なぜ“MLBの本塁打王”オグリビーは近鉄のユニフォームを着たのか?/平成助っ人賛歌【プロ野球死亡遊戯】

 

開幕直前の大騒動



 ある日、その男は、こつ然と姿を消した。

 1987(昭和62)年、3月30日に事件は起きた。“近鉄バファローズVの使者”として迎えた超大物新助っ人が、チーム練習に姿を見せなかったのだ。午後2時開始と確かに連絡はしたはずだが、慣れない電車を乗り間違えたのか……。慌てた担当通訳が大阪・阿倍野のマンションに電話を入れるがつながらない。留守番をしているはずの夫人までどうしたのだろうか? ふとイヤな予感がしたという。主役の不在に気付いた報道陣には「疲れがたまっているので休みます」とその場をとりつくろい、すぐさま居場所探しに奔走するも、不気味なほどに手がかりがつかめない。まさか、まさかな……と思いながらも念のため航空会社の搭乗者リストも調べた。そして、その“まさか”が現実となる。

「ベンジャミン・オグリビー、タマラ・オグリビー」

 3月30日午後3時30分、大阪国際空港発、JAL52便の搭乗者リストに探していた二人の名前があったのである。皮肉にも同日、米国アリゾナ州フェニックスで行われていた友好球団・ブリュワーズのスプリングキャンプ視察から戻った、前田泰男球団代表は空の上でオグリビー夫妻とすれ違ったわけだ。大阪国際空港で待ち受ける球団関係者から、衝撃の事実を聞かされ前田代表は呆然とする。翌31日午前3時頃、ロスから国際電話でブリュワーズの関係者を通じて、オグリビーの帰国理由は「家庭のアクシデントであり、プライバシーの問題で今後とも公表できない」と伝えられる。間が悪いことに、その日は都ホテル大阪20階のクリスタルルームで、佐伯勇オーナー主催の激励夕食会が行われることになっていた。焦った近鉄サイドは、すぐさま梶本豊治球団取締役をアメリカのオグリビー自宅へ派遣する。

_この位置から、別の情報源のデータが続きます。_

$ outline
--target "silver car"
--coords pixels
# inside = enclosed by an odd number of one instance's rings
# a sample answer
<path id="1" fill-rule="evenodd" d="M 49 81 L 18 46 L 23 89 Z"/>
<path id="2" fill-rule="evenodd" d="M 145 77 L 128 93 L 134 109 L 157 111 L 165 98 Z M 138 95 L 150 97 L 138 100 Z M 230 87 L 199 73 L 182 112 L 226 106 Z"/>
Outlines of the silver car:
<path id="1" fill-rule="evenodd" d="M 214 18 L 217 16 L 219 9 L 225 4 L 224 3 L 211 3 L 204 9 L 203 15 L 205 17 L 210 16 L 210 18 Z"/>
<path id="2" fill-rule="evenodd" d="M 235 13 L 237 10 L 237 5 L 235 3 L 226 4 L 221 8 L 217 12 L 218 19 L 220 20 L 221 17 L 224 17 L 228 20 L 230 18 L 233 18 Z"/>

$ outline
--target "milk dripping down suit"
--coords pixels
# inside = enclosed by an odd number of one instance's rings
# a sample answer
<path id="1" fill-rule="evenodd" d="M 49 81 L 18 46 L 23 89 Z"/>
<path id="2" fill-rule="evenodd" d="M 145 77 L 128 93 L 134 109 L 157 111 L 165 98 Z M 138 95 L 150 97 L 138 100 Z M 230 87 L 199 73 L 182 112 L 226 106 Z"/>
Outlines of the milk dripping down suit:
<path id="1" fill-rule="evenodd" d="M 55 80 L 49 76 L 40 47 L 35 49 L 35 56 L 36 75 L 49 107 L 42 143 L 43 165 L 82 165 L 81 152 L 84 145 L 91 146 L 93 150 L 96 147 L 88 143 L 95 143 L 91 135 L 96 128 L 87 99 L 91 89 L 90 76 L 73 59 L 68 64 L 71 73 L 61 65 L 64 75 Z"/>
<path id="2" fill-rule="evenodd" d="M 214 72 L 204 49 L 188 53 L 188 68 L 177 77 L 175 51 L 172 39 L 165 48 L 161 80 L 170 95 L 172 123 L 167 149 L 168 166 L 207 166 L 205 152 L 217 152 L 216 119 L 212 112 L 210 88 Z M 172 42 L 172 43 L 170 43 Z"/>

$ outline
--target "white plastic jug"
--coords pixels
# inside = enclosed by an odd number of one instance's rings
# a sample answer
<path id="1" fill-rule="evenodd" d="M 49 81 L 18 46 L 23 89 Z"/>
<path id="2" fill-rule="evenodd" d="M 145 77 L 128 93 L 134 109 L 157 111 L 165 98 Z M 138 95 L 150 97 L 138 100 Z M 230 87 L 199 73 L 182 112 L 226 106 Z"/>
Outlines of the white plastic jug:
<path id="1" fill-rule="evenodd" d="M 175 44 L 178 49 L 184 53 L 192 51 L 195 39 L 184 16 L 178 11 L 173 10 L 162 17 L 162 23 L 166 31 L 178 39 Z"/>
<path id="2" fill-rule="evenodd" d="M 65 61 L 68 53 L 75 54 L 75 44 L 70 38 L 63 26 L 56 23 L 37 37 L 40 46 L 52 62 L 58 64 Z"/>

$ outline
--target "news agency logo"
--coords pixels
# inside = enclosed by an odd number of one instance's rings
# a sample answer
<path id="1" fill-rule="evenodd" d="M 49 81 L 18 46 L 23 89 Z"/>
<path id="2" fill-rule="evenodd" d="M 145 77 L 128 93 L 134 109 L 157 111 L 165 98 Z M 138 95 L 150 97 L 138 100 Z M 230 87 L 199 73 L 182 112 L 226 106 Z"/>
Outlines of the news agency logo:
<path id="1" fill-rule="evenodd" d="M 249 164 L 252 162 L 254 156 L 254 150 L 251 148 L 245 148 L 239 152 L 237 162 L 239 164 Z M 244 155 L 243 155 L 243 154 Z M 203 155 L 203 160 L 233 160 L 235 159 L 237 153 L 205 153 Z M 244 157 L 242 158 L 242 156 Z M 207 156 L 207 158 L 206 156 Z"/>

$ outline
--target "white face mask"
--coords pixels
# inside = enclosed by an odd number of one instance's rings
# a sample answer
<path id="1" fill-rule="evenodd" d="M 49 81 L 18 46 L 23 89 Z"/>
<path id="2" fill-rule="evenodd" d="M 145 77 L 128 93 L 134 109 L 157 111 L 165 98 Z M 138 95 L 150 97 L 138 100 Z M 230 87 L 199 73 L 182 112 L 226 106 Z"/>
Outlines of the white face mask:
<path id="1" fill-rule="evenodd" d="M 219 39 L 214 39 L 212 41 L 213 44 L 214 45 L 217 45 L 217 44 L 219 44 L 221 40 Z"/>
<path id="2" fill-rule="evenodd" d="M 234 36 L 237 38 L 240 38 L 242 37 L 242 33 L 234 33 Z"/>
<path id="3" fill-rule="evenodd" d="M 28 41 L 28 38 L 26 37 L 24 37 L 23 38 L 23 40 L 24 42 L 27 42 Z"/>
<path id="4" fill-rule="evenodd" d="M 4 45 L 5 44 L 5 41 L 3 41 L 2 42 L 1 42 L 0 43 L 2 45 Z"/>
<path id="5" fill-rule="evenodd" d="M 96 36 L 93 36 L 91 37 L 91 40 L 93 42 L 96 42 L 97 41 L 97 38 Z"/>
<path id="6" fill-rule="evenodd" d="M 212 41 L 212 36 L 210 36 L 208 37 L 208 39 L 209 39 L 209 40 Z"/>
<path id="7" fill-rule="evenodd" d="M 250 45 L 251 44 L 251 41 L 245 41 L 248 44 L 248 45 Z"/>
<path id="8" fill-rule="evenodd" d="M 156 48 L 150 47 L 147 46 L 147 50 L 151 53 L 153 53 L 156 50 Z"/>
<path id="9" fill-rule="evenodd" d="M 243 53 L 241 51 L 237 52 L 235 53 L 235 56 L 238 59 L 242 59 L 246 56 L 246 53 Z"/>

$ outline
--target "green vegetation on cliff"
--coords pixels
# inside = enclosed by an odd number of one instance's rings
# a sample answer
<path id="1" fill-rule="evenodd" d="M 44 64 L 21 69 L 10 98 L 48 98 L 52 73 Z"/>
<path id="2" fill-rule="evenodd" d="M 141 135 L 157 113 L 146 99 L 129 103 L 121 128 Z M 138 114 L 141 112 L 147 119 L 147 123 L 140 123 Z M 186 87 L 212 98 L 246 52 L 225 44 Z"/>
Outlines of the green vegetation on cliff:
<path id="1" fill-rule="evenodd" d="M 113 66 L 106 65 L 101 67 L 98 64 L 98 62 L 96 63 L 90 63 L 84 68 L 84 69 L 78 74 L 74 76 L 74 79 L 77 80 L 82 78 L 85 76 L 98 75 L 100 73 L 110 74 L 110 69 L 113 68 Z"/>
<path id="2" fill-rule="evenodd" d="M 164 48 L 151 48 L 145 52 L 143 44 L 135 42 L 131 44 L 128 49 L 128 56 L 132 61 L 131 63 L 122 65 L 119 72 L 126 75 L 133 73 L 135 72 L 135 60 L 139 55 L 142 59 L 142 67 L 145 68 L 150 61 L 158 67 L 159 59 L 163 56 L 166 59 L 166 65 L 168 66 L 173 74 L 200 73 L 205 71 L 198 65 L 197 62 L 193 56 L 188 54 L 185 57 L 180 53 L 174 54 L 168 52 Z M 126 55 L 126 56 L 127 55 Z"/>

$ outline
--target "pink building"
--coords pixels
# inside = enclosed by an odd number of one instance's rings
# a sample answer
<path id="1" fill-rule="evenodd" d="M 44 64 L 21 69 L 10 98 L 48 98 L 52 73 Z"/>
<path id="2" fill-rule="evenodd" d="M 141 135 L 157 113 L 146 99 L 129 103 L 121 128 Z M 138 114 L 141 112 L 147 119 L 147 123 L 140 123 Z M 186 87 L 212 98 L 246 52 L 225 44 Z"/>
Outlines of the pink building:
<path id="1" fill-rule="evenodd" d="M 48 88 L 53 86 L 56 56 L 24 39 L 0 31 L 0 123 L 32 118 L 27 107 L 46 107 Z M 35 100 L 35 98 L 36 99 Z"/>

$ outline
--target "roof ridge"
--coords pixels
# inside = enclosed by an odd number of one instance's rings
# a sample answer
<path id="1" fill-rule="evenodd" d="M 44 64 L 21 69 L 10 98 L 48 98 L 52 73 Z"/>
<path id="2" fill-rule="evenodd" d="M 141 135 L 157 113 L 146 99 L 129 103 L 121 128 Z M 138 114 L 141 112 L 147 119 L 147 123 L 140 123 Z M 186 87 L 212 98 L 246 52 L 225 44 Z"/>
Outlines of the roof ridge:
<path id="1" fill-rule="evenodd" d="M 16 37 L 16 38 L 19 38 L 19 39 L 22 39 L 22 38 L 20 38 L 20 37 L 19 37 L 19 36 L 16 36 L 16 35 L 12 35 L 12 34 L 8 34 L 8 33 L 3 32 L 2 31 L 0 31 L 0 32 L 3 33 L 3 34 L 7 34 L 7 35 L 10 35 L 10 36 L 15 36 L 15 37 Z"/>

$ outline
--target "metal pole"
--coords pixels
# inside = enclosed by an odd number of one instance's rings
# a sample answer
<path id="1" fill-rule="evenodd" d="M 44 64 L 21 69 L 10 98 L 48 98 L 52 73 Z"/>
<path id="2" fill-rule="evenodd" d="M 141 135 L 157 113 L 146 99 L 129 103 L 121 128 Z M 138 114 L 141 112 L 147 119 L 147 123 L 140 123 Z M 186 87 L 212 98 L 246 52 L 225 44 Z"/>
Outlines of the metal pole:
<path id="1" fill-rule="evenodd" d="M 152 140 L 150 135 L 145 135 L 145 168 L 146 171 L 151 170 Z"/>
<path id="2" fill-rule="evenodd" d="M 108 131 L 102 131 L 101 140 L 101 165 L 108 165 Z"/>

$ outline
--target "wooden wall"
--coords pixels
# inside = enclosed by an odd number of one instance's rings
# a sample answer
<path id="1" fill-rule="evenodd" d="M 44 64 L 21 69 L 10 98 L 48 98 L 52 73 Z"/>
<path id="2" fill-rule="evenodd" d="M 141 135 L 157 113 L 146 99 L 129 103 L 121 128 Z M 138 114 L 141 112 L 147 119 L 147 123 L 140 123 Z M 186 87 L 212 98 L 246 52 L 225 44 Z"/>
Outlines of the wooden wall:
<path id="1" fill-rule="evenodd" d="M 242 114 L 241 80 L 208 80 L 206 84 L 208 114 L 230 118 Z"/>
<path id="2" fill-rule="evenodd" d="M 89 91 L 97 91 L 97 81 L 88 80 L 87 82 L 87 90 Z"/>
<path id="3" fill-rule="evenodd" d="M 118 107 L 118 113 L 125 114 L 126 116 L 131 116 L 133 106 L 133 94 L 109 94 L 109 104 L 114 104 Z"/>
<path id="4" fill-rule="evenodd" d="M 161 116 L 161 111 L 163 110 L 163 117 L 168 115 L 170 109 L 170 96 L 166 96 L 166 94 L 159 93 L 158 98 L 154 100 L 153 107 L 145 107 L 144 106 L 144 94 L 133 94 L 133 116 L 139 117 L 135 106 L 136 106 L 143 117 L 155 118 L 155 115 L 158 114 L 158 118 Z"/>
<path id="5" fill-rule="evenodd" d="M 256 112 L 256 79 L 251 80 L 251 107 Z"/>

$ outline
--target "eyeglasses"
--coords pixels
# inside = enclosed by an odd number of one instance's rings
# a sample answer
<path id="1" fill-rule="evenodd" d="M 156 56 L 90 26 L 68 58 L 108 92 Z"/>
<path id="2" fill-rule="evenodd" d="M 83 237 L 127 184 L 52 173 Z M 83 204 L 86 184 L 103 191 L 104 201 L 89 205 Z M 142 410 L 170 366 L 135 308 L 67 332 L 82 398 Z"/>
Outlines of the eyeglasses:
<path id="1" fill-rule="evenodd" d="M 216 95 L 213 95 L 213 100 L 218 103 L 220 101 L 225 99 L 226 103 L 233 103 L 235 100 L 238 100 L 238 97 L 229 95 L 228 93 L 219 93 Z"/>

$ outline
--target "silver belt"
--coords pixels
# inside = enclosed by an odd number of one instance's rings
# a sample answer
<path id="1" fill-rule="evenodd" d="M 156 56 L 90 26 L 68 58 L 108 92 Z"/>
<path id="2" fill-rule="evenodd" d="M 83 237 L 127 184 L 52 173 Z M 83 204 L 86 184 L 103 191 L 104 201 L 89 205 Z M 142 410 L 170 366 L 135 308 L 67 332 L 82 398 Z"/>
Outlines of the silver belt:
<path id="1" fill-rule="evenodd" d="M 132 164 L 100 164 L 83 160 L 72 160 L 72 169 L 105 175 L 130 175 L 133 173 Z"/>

 その様子を『週刊ベースボール』87年4月20日号は、「開幕直前の大騒動 突然消えてしまったオグリビーの怪」特集で報じているが、実はオグリビー獲得には近鉄グループの意地とメンツがかかっていた。80年に41本塁打でア・リーグ本塁打王を獲得したMLB通算235発の大物大リーガーには、2年前の85年オフ、西武ライオンズが推定70万ドル(約1億4000万円)の好条件で獲得を試みるも、本人の強い大リーグ志向の前に断念している(代わりに入団したのがジョージ・ブコビッチ)。長い手足を生かしたプレースタイルで“スパイダーマン”と称されたパナマの英雄は、全盛期よりもさすがに長打力は衰えたとはいえ、まだブリュワーズでクリーンアップを打っていた。しかし、86年は10年連続2ケタ本塁打が途切れる5本塁打に終わり、チームは若返りを図る。そのタイミングで近鉄がブリュワーズにオグリビーの譲渡を申し入れたのである。

「あんたを男として見込んで頼む!」


 西武鉄道は近鉄本社にとってライバル企業である。関連会社170社、総資産6903億円、日本最大の私鉄「近畿日本鉄道」だが、野球に関しては80年代から豊富な資金力をバックに西武ライオンズが瞬く間に強豪チームとなり、ゴールデンルーキー清原和博の入団で人気面もパ・リーグでは頭ひとつ抜けていた。だったら、その西武さんが逃した大物をウチがとったるんやと猛アタック。オグリビーは87年1月9日午前零時をもってフリーエージェントとなり、その10時間後にロス空港に到着した梶本取締役はひたすら近鉄入りを説得する。「ゼニカネじゃない。オレはいくらカネを積まれても日本に行く気はない!」と相変わらずメジャーにこだわる本人を粘り強く口説いたのだ。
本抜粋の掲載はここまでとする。